1. Make sure the franchise is a member of the British Franchise Association (www.thebfa.org). The association also has innumerable resources that are very useful to any potential franchisee and it will ensure you are getting involved with a reputable business.

2. Check whether the business is a proven concept. Getting in on the ground floor of a new venture may be very exciting, but it is also incredibly risky and this is not the kind of uncertainty that most people will be looking for.

3. Speak to individual franchisees. This is really important. It will tell you how well the business is received, what the major challenges are and how supportive the franchise owners are. These are all questions that need to be asked and the answers will help form an accurate opinion of the business as a whole.

4. Get a handle on the start up costs and the ongoing fees. These differ dramatically from one franchise to the next and will have a significant impact on any profits.

5. Spend time with the bank and make sure they understand how the franchise works, how the business operates and what sort of support they will be expected to deliver. Without such support and understanding, it is very easy to run aground, even though the business may be perfectly viable.
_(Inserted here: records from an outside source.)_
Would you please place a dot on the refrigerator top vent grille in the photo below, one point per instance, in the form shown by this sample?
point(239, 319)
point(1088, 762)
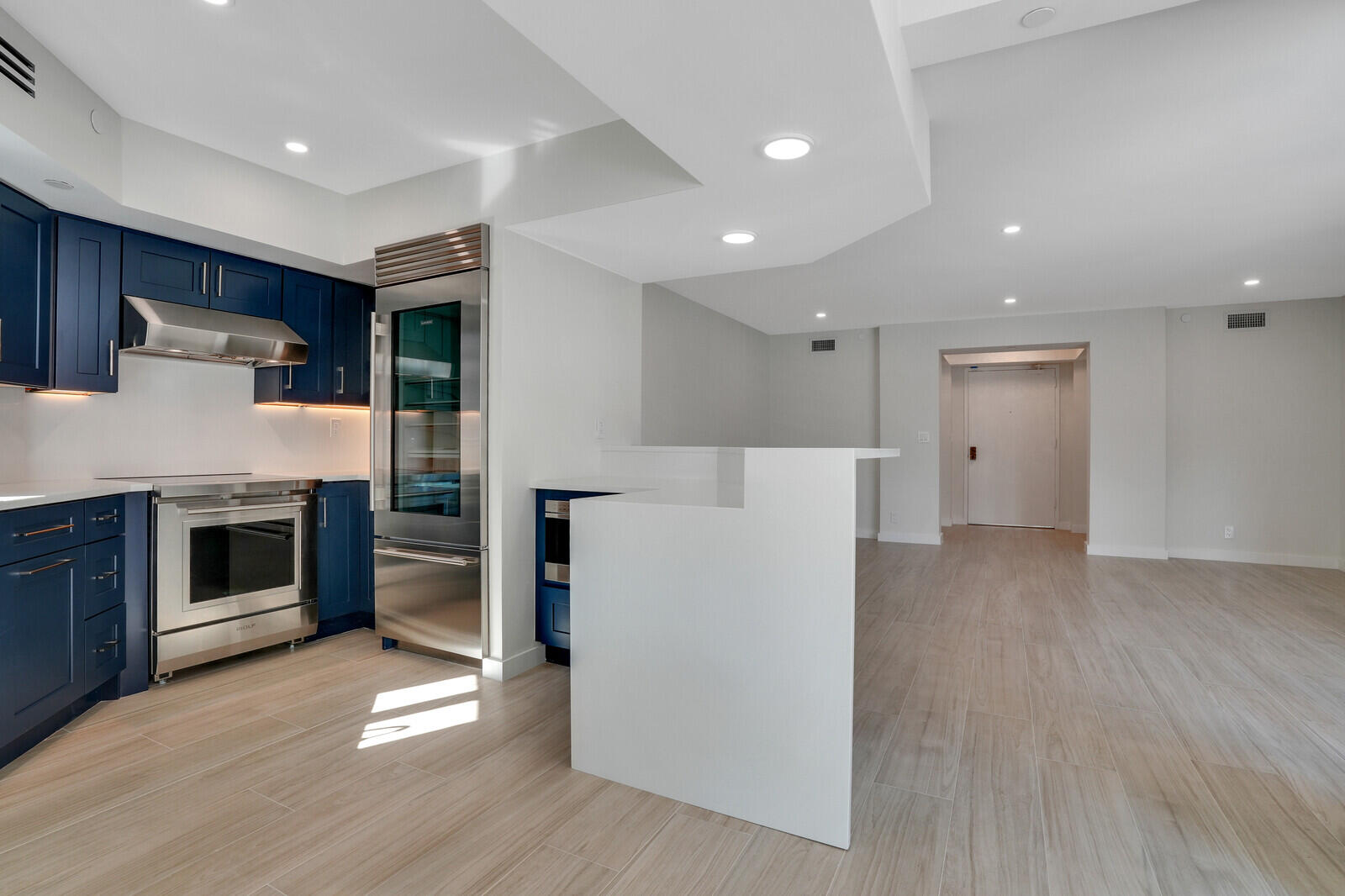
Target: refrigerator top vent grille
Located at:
point(434, 256)
point(1247, 320)
point(18, 67)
6. Be realistic about your ambitions. By all means be ambitious, but temper that with some realism and do not expect to become a millionaire overnight.

7. Secure, keep and grow the business's customer base. This takes time and effort. It will require the franchisee to get out and bang the drum for their business in the local area. Those who have found difficulty in selling and marketing in the past may find it comes a lot more easily when the business in question is their own.
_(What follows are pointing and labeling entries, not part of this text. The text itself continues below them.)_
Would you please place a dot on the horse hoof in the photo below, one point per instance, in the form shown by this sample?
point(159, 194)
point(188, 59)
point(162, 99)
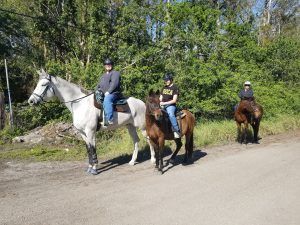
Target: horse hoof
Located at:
point(92, 171)
point(131, 163)
point(153, 161)
point(172, 161)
8. Remember, the customer really is king. If customers prove awkward or difficult then killing them with kindness is a better approach than showing them the door.

9. Don't try to alter the original concept. Of course businesses have to evolve, but the worry is that by moving away from a successful model, franchisees actually end up creating problems for themselves.

10. Don't try to expand too fast. Some franchisees are too keen to expand their operations and can be tempted into taking on too much borrowing, which ultimately stifles the business rather than encouraging further growth.